Artificial Intelligence, June 2025

Model Context Protocol: Wiring Tools to LLMs

For the first several years of building with language models, every integration was bespoke. Connecting a model to a filesystem, a database, or an internal service meant writing glue code specific to that model and that tool, code that broke whenever either side changed and had to be rewritten for the next model. The Model Context Protocol, an open standard introduced by Anthropic in late 2024, addresses that fragmentation directly by defining a single common interface between models and the tools and data they use, so that an integration is written once and works across any model that speaks the protocol.

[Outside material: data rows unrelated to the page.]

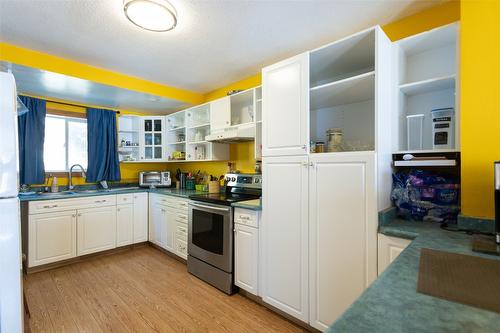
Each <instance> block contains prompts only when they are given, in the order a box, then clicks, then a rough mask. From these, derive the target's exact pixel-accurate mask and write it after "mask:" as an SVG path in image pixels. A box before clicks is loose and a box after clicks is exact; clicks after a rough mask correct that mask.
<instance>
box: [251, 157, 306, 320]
mask: <svg viewBox="0 0 500 333" xmlns="http://www.w3.org/2000/svg"><path fill="white" fill-rule="evenodd" d="M307 162H308V157H307V156H292V157H269V158H264V161H263V172H262V175H263V188H262V190H263V196H262V202H263V205H262V214H263V215H262V220H263V221H264V222H263V223H262V225H261V226H260V229H259V230H260V231H261V232H262V234H261V239H262V243H263V244H262V253H263V256H262V261H261V263H262V269H263V272H262V283H263V285H262V287H263V289H262V298H263V300H264V302H266V303H268V304H270V305H272V306H274V307H276V308H278V309H280V310H281V311H284V312H286V313H288V314H290V315H292V316H294V317H296V318H298V319H300V320H302V321H304V322H308V321H309V297H308V295H309V294H308V289H309V283H308V279H309V268H308V262H309V258H308V251H309V247H308V228H309V227H308V167H307V165H308V164H307Z"/></svg>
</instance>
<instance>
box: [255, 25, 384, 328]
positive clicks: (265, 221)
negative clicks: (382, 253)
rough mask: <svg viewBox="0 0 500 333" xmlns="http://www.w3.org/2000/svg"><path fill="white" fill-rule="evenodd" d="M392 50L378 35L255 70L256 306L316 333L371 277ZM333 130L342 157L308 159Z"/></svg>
mask: <svg viewBox="0 0 500 333" xmlns="http://www.w3.org/2000/svg"><path fill="white" fill-rule="evenodd" d="M391 48H392V45H391V42H390V41H389V39H388V38H387V36H386V35H385V34H384V32H383V31H382V30H381V29H380V27H378V26H377V27H374V28H372V29H368V30H365V31H362V32H360V33H358V34H355V35H353V36H349V37H347V38H344V39H342V40H339V41H337V42H334V43H332V44H329V45H326V46H324V47H321V48H319V49H316V50H313V51H310V52H306V53H303V54H301V55H298V56H295V57H292V58H290V59H287V60H284V61H282V62H279V63H277V64H274V65H271V66H269V67H266V68H264V69H263V70H262V94H263V114H262V117H263V121H262V130H263V135H262V140H263V177H264V179H263V195H262V199H263V210H262V214H263V223H262V228H261V229H260V230H261V239H262V243H263V247H262V262H261V264H262V275H261V279H262V284H263V289H262V298H263V300H264V301H265V302H267V303H268V304H270V305H272V306H274V307H276V308H278V309H280V310H282V311H284V312H286V313H288V314H290V315H292V316H294V317H296V318H298V319H300V320H302V321H304V322H307V323H309V324H310V325H311V326H313V327H315V328H317V329H319V330H325V329H326V328H327V327H328V326H329V325H331V324H332V323H333V322H334V321H335V319H337V318H338V317H339V316H340V315H341V314H342V312H343V311H345V310H346V309H347V307H348V306H349V305H350V304H351V303H352V302H353V301H354V300H355V299H356V298H357V297H358V296H359V295H360V294H361V293H362V292H363V290H364V289H365V288H366V287H367V286H368V285H369V284H370V283H371V282H372V281H373V280H374V279H375V278H376V276H377V213H378V211H379V210H382V209H385V208H387V207H389V206H390V200H389V195H390V186H391V178H390V177H391V133H390V127H391V126H387V124H389V123H390V121H391V119H392V115H391V112H392V111H391V110H392V107H391V100H392V95H391V94H392V90H391V63H392V61H391V53H392V51H391ZM331 128H335V129H340V130H341V131H342V134H343V145H342V151H335V152H325V153H313V152H311V150H310V144H309V143H310V142H311V141H313V142H320V141H323V142H325V143H326V141H327V139H326V131H327V130H328V129H331ZM325 146H326V145H325Z"/></svg>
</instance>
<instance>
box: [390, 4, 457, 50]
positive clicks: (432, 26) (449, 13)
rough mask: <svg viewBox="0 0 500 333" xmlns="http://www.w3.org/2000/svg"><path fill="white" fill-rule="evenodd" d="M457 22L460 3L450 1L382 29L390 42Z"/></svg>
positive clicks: (436, 6)
mask: <svg viewBox="0 0 500 333" xmlns="http://www.w3.org/2000/svg"><path fill="white" fill-rule="evenodd" d="M458 20H460V1H450V2H445V3H443V4H441V5H438V6H434V7H431V8H429V9H426V10H423V11H421V12H418V13H416V14H414V15H411V16H407V17H403V18H402V19H400V20H397V21H394V22H391V23H389V24H386V25H384V26H383V27H382V29H383V30H384V32H385V33H386V34H387V36H388V37H389V38H390V39H391V40H392V41H396V40H399V39H402V38H406V37H408V36H412V35H416V34H418V33H420V32H423V31H426V30H430V29H433V28H437V27H440V26H442V25H446V24H449V23H452V22H456V21H458Z"/></svg>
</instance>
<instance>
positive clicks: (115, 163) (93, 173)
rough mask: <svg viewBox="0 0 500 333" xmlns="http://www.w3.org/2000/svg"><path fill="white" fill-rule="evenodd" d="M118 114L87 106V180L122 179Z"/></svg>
mask: <svg viewBox="0 0 500 333" xmlns="http://www.w3.org/2000/svg"><path fill="white" fill-rule="evenodd" d="M117 140H118V139H117V132H116V114H115V112H113V111H109V110H102V109H93V108H87V144H88V148H87V151H88V167H87V182H89V183H94V182H100V181H103V180H108V181H117V180H120V178H121V177H120V162H119V160H118V151H117V147H118V142H117Z"/></svg>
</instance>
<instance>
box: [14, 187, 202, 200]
mask: <svg viewBox="0 0 500 333" xmlns="http://www.w3.org/2000/svg"><path fill="white" fill-rule="evenodd" d="M141 192H142V193H143V192H148V193H158V194H165V195H172V196H176V197H180V198H189V196H190V195H191V194H202V193H206V192H199V191H195V190H185V189H183V190H181V189H175V188H164V189H162V188H155V189H150V188H138V189H127V190H120V191H106V190H99V191H97V192H94V193H88V192H87V193H78V192H75V193H74V194H71V195H57V194H54V195H47V196H43V195H38V194H33V195H19V200H20V201H41V200H61V199H74V198H84V197H95V196H101V195H118V194H129V193H141Z"/></svg>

The design borrows from a pattern that already proved itself. Much as the Language Server Protocol allowed any editor to obtain language intelligence from any language server through one common interface, MCP defines a standard way for a model to communicate with any tool or data source. A tool exposes itself as an MCP server, the model connects as a client, and the two exchange a defined set of messages regardless of who built either side. The integration is decoupled from the model, which is the property that makes it durable, because the tool no longer needs to know or care which model is calling it.

An MCP server exposes a small, well defined set of primitives.

PRIMITIVEWHAT IT PROVIDES
ToolsActions the model can call, such as sending a request or running a query.
ResourcesData the model can read, such as files, records, or documents.
PromptsReusable templates a server hands to the model for common tasks.

The significance of the protocol is not any individual connector, it is the network effect that a shared standard creates. A tool that speaks MCP is immediately usable by every client that speaks it, and a client that adopts it gains access to the whole ecosystem of existing servers without writing integration code for each, which is the dynamic that turns a protocol into a platform. That is why adoption spread quickly across editors, assistants, and platforms once the specification was open. MCP does not make a model more capable in isolation, it makes it connectable, and for real work the connection to a system's actual tools and data is where most of the practical value lies, because a model that cannot reach the systems it is meant to help is limited no matter how capable it is on its own. The full specification is open and maintained at modelcontextprotocol.io.